Tom Vilsack, president and CEO of USDEC, said U.S. federal and state governments “cannot abide by Canada’s disregard for its trade commitment to the United States and its intentional decision to pursue policies that are choking off sales of American-made milk, to the detriment of U.S. dairy farmers.”

He added, “It is deeply concerning that Canada has chosen to continue down a ‘beggar thy neighbor’ path of addressing its internal issues by forcing the U.S. dairy industry to bear the harmful consequences.”

Vilsack noted that while farm families in the Northeast and Midwest are suffering the immediate consequences of the loss of Canadian markets, “thousands more will suffer if Canada persists in using its programs to distort the global milk powder markets so critical to tens of thousands of American dairy farmers.”

Grassland Dairy Products Inc. in Greenwood, Wis., is one of the companies that recently had to inform its farmer suppliers that it was reducing intake.

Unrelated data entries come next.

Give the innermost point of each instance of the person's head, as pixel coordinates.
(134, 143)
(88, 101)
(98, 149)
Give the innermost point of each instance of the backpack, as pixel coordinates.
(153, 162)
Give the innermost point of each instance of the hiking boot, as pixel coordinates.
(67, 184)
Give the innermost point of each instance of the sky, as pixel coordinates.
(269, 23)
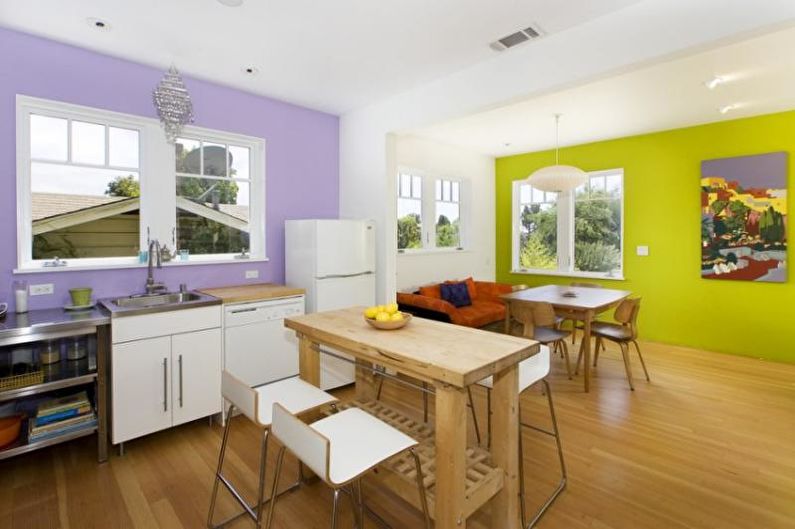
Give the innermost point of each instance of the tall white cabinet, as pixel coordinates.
(165, 370)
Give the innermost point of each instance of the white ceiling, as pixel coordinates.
(759, 74)
(334, 56)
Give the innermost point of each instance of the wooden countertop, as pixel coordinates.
(429, 350)
(253, 292)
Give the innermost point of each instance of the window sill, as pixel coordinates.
(557, 273)
(433, 251)
(122, 266)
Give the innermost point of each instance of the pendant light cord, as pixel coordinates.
(557, 141)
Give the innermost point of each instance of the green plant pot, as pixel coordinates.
(80, 296)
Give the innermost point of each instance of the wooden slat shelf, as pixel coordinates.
(483, 479)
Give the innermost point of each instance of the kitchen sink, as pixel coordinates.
(156, 300)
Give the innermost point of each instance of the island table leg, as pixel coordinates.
(451, 430)
(505, 512)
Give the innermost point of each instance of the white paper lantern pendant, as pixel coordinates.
(557, 178)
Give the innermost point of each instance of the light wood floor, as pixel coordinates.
(709, 443)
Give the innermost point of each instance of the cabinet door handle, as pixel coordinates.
(180, 381)
(165, 384)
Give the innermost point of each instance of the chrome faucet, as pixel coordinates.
(151, 286)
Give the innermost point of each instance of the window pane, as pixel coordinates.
(597, 186)
(188, 154)
(123, 147)
(79, 212)
(613, 184)
(538, 238)
(212, 215)
(239, 162)
(88, 143)
(538, 195)
(416, 186)
(48, 138)
(597, 235)
(405, 186)
(447, 225)
(409, 223)
(525, 195)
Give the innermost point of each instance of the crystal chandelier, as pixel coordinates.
(173, 104)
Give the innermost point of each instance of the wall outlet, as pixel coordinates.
(42, 289)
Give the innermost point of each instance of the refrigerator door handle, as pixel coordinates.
(341, 276)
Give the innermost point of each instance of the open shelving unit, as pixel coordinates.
(88, 373)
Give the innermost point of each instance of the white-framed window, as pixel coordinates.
(430, 212)
(576, 233)
(95, 186)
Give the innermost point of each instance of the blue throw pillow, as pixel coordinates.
(456, 293)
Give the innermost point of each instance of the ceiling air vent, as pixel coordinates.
(514, 39)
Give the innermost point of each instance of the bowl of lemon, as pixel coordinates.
(386, 317)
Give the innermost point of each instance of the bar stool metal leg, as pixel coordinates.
(221, 456)
(335, 509)
(275, 486)
(562, 483)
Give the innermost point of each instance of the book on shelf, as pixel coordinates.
(57, 409)
(90, 423)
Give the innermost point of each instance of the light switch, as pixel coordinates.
(41, 289)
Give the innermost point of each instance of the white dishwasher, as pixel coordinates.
(258, 348)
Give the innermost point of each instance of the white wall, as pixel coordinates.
(476, 173)
(609, 44)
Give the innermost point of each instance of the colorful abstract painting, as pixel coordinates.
(744, 218)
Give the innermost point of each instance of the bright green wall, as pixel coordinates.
(662, 210)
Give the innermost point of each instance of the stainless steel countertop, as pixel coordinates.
(204, 300)
(17, 328)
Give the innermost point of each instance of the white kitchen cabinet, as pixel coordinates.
(141, 381)
(161, 381)
(196, 375)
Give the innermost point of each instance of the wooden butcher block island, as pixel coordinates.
(459, 479)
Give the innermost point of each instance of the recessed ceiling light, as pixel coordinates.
(715, 82)
(725, 109)
(98, 23)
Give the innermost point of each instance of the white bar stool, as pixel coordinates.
(257, 404)
(532, 370)
(340, 449)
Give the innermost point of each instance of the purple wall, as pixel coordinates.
(302, 155)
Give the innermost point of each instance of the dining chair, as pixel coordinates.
(257, 404)
(575, 325)
(531, 371)
(341, 449)
(624, 333)
(540, 323)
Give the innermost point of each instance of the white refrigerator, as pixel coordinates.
(334, 260)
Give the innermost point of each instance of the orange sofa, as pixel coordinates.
(486, 306)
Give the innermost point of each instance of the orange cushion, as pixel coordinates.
(431, 291)
(479, 314)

Mitch Breunig, president of the Professional Dairy Producers of Wisconsin (PDPW), confirmed to a new outlets that his organization was notified Monday that between 65 and 75 farmers received a letter from the company.

“Grassland recently made the difficult decision to reduce our milk intake volumes. After years of selling milk product into Canada, our Canadian partners notified us that, due to their new Canadian dairy regulations, they would stop purchasing our products, effective immediately,” the company said in a statement. “The Canadian business affects Grassland up to 1 million lb. of milk per day. After evaluating and adjusting as much milk as possible, we were forced to decrease our milk intake.”

Grassland Dairy said despite the sudden news, it hopes farms will be able to transition during the next several weeks. “This was a difficult decision and made with the utmost respect for the hard-working dairy farmers,” the company said.

Breunig said the PDPW board of directors would be discussing the issue at its meeting this week, as the issue could be devastating to some farmers.

"For an individual producer, losing your market is the single scariest thing you can go through," Breunig said, adding that market access is one of the most important things for a dairy farm.

“The U.S. dairy industry is united on this issue, because these restrictive policies effectively bar a significant U.S. export to Canada, with total losses estimated to hit $150 million worth of ultra-filtered milk exports from Wisconsin and New York. As we feared, these policies are now prohibiting our nation’s dairy processors from accessing the Canadian market,” IDFA president and CEO Dr. Michael Dykes said. “IDFA is speaking out against Canada’s protectionist policies on Capitol Hill and asking the Trump Administration and state governors and legislators to insist that Canada honor its trade commitments and allow more market access for U.S. dairy products.”

Despite efforts by the U.S. government and dairy organizations to shed more light on the Canadian program, Canada is refusing to share sufficient details. For instance, limited information has been posted online by certain provinces, and some of that information has subsequently been removed from provincial milk authorities’ websites in what appears to be an attempt to obfuscate how the program operates. Despite this lack of transparency, U.S. companies and their supplying farmers are already feeling the real-world consequences.

The U.S. is Canada’s largest export market, accounting for approximately three-fourths of Canada’s total exports. The organizations urged both federal and state governments to move swiftly to demonstrate to Canada that trade is a door that must swing two ways in order to have a functional relationship.